日本における七夕の歴史は古く長く、持統天皇(在位686~697)の在位していた期間には、既に文化行事として取り入れられており、その頃は飛鳥時代の中でも、大宝律令が作られる時期より前にあたります。
また、奈良時代から貴族の祭事として行われている、という説もありますが、それはさておき、1000年以上前から現代まで伝わっている、というのはなんだか、時空と歴史のロマンを感じませんか?
そして、元ははた織りや裁縫が、天帝(古代中国における神。ギリシアのゼウスや北欧のオーディンのような立ち位置)の娘である織女(日本では元から居た女神と同一視された)にあやかって上達するように、その力を授けてもらおうというイベントだったのです。

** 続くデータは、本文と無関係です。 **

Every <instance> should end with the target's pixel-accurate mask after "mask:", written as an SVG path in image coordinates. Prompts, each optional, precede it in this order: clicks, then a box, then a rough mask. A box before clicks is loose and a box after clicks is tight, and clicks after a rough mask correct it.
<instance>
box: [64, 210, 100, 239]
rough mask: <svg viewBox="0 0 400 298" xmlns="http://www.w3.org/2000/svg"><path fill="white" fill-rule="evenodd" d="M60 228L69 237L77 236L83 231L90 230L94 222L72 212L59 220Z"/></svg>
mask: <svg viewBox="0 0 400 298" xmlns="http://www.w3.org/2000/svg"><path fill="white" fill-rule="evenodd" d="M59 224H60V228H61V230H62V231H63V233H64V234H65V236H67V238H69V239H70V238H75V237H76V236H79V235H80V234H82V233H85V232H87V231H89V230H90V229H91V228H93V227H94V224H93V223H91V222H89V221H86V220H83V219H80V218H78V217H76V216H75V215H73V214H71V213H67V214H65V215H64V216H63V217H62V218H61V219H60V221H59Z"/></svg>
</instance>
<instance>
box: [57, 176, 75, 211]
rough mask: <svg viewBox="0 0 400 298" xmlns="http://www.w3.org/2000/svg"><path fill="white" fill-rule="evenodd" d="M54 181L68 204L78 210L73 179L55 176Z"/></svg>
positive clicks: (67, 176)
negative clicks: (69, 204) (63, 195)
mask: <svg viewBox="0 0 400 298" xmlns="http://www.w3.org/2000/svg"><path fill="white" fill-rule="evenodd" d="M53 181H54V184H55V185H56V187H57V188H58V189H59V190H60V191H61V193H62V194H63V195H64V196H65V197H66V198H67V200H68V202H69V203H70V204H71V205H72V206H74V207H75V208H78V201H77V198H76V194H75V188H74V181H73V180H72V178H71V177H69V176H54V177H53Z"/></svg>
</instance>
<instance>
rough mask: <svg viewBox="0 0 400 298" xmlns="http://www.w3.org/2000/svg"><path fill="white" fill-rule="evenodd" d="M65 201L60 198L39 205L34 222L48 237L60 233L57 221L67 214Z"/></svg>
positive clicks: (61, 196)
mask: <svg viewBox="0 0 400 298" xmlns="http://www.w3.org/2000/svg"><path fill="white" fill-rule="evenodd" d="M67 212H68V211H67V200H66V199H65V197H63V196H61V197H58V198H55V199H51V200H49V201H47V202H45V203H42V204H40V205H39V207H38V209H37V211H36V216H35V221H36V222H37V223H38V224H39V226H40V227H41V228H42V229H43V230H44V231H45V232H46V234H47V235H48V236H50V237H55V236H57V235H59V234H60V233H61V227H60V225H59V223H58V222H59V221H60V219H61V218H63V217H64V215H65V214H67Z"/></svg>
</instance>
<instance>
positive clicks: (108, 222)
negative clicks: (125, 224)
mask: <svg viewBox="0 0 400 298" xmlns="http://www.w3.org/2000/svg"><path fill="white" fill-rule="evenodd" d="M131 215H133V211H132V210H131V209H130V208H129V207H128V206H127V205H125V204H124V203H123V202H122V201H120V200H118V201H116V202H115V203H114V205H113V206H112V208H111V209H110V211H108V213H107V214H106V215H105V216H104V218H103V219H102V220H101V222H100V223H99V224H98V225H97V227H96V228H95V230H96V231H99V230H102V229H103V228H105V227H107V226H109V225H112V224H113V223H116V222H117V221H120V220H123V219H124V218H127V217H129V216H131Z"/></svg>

抗菌作用のある笹(主にジエチルエーテル抽出物や酢酸エチル抽出物が含まれていて、これはブドウ球菌や大腸菌に対して効果があり、食中毒を防ぐのに役立つ)は、古くから人々の生活に欠かせない物の一つだったようで、特に食べ物などが腐りやすい夏(昔の暦でも7月は暑かったみたいです)は、防腐剤代わりとして使用されていて、現に今でも、笹の葉で包んだ料理が存在します。
5月の話にはなりますが、粽を食べるのは、無病息災を願う行事として今に残っているのですが、これも中国の逸話から来ています。
さて、笹の葉に短冊を、まるでクリスマスツリーのように飾り付ける習慣がありますが、これは精霊が宿る依代の意味合いがあり、五色の短冊は中国の五行説に基づく五色に由来しています。
また五行説とは、時折風水占いでも聞く方がいらっしゃると思いますが、古代中国における世界観の考え方で、元素属性に似た物です。
ざっくり言えば、水、火、金、木、土の五つから自然の全ては生まれているという考え方となります。(東南西北や性格属性(陰陽等)の概念、時計回りに並べた時、互いに向かい合ったものがじゃんけんのように相対する相克の思想、また隣同士は助長しあう存在とする相生の関係なども追加されていった)
それらの属性には、五常(悟ではないし闇も祓わない)――つまり、人の守るべき五つの道徳、教えが含まれています。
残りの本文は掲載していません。